Lipo prostaglandin E1 reduces the production of CXC chemokines in endotoxin-induced rat liver injury

H Ohira; T Suzuki; S Shishido; J Tojo; M Miyata; K Obara; R Kasukawa

doi:10.1016/s1386-6346(00)00085-1

Lipo prostaglandin E1 reduces the production of CXC chemokines in endotoxin-induced rat liver injury

Hepatol Res. 2001 Jan 1;19(1):74-84. doi: 10.1016/s1386-6346(00)00085-1.

Authors

H Ohira¹, T Suzuki, S Shishido, J Tojo, M Miyata, K Obara, R Kasukawa

Affiliation

¹ Department of Internal Medicine II, Fukushima Medical University School of Medicine, 1-Hikarigaoka, 960-1295, Fukushima, Japan

PMID: 11137482
DOI: 10.1016/s1386-6346(00)00085-1

Abstract

The present study attempted to assess the effect of prostaglandin E1 (PGE1) incorporated into lipid microspheres (Lipo PGE1) on chemokine production in endotoxin-induced rat liver injury. Male Wistar rats weighing 200-250 g were injected with 2 mg lipopolysaccharide (LPS) per kg intravenously. Lipo PGE1 was administered simultaneously at various concentrations (0.002, 0.02, 0.2, 2 µg/kg) in the tail vein. Blood samples and liver specimens were taken from the rats at 1, 3, 8, 12 and 24 h after injection with LPS alone or with LPS and Lipo PGE1. Serum macrophage inflammatory protein-2 (MIP-2) and cytokine-induced neutrophil chemoattractant (CINC) levels were measured by the enzyme-linked immunosorbant assay using the corresponding antibodies. Liver specimens were fixed, and the number of neutrophils that had infiltrated each liver section was determined under a microscope. Serum alanine aminotransferase (ALT) levels were significantly lower in the rats injected with LPS and Lipo PGE1 compared with those in the rats injected with LPS alone, and this difference was expressed in a PGE1 dose-dependent manner.
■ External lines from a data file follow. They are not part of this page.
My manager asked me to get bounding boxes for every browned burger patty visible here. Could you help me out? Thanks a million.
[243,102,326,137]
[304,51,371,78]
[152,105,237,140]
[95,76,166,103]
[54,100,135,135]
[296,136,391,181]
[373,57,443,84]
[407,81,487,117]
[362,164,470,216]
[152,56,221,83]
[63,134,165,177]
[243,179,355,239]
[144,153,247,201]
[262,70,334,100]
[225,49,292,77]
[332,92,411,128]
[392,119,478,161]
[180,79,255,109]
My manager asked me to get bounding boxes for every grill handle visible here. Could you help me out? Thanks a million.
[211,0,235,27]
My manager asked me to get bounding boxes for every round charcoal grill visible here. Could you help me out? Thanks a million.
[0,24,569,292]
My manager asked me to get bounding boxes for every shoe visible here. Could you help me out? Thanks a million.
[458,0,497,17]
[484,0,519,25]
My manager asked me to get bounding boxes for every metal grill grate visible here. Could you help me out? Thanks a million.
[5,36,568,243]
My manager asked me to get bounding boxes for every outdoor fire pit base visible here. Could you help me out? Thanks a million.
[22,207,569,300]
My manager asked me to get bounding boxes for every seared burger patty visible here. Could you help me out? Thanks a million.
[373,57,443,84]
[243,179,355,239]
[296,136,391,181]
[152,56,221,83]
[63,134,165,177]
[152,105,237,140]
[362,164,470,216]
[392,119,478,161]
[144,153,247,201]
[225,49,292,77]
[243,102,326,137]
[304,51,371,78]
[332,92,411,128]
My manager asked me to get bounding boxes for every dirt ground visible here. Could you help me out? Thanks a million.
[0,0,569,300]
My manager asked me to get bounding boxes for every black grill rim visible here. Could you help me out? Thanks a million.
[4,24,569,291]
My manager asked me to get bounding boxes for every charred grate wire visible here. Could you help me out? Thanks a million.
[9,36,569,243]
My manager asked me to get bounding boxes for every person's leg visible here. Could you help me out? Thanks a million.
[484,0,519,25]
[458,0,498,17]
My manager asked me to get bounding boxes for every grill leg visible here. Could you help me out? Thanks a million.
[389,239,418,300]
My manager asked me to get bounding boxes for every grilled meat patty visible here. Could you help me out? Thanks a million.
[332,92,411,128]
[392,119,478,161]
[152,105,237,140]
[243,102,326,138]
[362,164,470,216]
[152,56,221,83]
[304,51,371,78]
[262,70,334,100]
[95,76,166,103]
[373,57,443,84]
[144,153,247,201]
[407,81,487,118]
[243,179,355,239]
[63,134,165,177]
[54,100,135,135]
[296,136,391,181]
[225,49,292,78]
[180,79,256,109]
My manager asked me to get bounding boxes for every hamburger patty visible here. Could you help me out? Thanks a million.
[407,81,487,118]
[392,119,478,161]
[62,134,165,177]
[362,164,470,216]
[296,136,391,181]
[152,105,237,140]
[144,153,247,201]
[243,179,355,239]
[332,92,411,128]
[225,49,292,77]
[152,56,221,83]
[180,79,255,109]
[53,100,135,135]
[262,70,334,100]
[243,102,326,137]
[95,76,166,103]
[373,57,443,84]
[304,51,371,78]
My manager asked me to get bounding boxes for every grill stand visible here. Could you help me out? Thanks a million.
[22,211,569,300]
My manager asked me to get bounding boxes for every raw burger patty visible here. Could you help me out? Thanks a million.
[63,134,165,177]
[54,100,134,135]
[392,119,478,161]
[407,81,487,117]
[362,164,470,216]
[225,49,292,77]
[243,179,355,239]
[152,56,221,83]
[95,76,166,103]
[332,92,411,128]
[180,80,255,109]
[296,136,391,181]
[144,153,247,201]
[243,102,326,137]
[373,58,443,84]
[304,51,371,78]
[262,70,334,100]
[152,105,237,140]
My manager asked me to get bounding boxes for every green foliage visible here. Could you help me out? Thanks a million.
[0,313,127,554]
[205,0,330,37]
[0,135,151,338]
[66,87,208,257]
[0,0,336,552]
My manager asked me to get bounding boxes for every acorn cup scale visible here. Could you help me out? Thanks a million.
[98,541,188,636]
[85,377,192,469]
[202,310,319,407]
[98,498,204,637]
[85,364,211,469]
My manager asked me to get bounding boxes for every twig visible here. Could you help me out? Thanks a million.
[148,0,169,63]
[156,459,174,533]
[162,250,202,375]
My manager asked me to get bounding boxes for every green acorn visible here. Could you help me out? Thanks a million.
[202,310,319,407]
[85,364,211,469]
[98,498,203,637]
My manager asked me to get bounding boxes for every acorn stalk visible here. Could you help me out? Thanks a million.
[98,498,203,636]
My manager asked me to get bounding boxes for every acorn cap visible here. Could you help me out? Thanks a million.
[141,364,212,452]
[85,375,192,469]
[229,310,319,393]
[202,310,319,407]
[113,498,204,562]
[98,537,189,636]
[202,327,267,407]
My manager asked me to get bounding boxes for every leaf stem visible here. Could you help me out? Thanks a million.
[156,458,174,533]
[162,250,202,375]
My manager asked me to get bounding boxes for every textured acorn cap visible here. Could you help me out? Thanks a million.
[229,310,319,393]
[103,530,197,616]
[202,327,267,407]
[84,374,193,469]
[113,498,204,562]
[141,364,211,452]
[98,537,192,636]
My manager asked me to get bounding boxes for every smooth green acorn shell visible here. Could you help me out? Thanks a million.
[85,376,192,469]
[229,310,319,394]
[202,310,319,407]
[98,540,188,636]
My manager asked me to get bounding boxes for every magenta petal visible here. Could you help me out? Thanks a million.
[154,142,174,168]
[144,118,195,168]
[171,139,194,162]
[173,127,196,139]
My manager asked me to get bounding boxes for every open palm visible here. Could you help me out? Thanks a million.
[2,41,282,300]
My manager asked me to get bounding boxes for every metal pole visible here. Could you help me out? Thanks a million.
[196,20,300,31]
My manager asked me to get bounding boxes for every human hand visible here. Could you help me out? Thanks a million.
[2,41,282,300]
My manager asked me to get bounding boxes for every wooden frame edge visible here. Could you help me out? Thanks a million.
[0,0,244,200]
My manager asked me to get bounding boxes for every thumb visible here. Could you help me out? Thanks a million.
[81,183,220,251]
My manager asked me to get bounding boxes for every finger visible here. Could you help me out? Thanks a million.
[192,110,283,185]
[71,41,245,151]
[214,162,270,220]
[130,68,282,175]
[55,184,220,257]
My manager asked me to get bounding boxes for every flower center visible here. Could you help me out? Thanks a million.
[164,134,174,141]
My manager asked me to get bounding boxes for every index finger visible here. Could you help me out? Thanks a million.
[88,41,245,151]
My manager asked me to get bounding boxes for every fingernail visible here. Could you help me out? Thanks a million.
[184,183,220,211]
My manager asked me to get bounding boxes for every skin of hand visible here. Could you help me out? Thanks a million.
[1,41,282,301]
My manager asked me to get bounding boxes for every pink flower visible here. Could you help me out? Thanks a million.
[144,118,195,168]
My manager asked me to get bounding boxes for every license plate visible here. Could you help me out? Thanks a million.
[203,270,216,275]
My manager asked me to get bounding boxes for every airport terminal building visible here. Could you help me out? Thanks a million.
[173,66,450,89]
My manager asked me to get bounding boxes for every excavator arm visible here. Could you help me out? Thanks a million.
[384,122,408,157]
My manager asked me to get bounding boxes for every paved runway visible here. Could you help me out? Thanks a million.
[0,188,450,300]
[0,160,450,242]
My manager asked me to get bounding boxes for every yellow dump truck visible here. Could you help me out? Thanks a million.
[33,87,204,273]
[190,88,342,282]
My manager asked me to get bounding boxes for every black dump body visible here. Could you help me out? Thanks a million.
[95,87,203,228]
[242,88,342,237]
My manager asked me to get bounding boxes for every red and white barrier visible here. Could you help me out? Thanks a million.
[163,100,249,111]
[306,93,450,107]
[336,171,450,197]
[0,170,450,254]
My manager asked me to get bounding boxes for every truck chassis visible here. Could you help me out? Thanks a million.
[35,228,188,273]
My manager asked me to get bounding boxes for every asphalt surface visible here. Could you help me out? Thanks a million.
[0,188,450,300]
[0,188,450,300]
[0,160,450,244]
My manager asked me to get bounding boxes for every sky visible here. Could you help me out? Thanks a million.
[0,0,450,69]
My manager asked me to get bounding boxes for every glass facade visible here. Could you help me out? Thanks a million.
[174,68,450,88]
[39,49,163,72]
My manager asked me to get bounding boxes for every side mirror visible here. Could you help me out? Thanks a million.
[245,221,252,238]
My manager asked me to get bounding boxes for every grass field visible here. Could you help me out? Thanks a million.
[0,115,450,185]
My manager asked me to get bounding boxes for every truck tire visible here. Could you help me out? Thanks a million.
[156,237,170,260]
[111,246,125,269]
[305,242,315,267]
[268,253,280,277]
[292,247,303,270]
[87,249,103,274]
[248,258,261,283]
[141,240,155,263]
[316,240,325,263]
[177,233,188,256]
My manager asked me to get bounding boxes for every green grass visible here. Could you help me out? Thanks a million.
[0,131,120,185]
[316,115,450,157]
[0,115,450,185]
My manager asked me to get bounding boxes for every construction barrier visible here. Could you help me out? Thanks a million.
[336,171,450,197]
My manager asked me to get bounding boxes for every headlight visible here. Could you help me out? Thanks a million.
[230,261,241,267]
Serum MIP-2 levels were significantly lower at 3 h (141.4+/-95.5 pg/ml) and 8 h (44.9+/-44.7 pg/ml) after injection with LPS and Lipo-PGE1 (2 µg/kg) than at the same times after injection with LPS alone (342.9+/-35.9 and 358.3+/-23.4 pg/ml, respectively). Similarly, serum CINC levels were significantly lower at 8 h (482.7+/-156.0 ng/ml) after injection with LPS and Lipo-PGE1 (2 µg/kg) than at the same time after injection LPS alone (723.3+/-29.0 ng/ml). No significant differences were observed at any time between serum tumor necrosis factor-alpha (TNF-alpha) levels in rats injected with LPS alone and in rats injected with LPS and Lipo-PGE1 (2 µg/kg). The number of neutrophils that had infiltrated the liver was significantly lower at 8 h after injection with LPS and Lipo PGE1 than at the same time after injection with LPS alone. This difference was expressed in a Lipo PGE1 dose-dependent manner. In conclusion, Lipo PGE1 reduces liver injury and serum levels of MIP-2 and CINC, but not TNF-alpha, in rats injected with LPS and also reduces the number of neutrophils that infiltrate in the liver.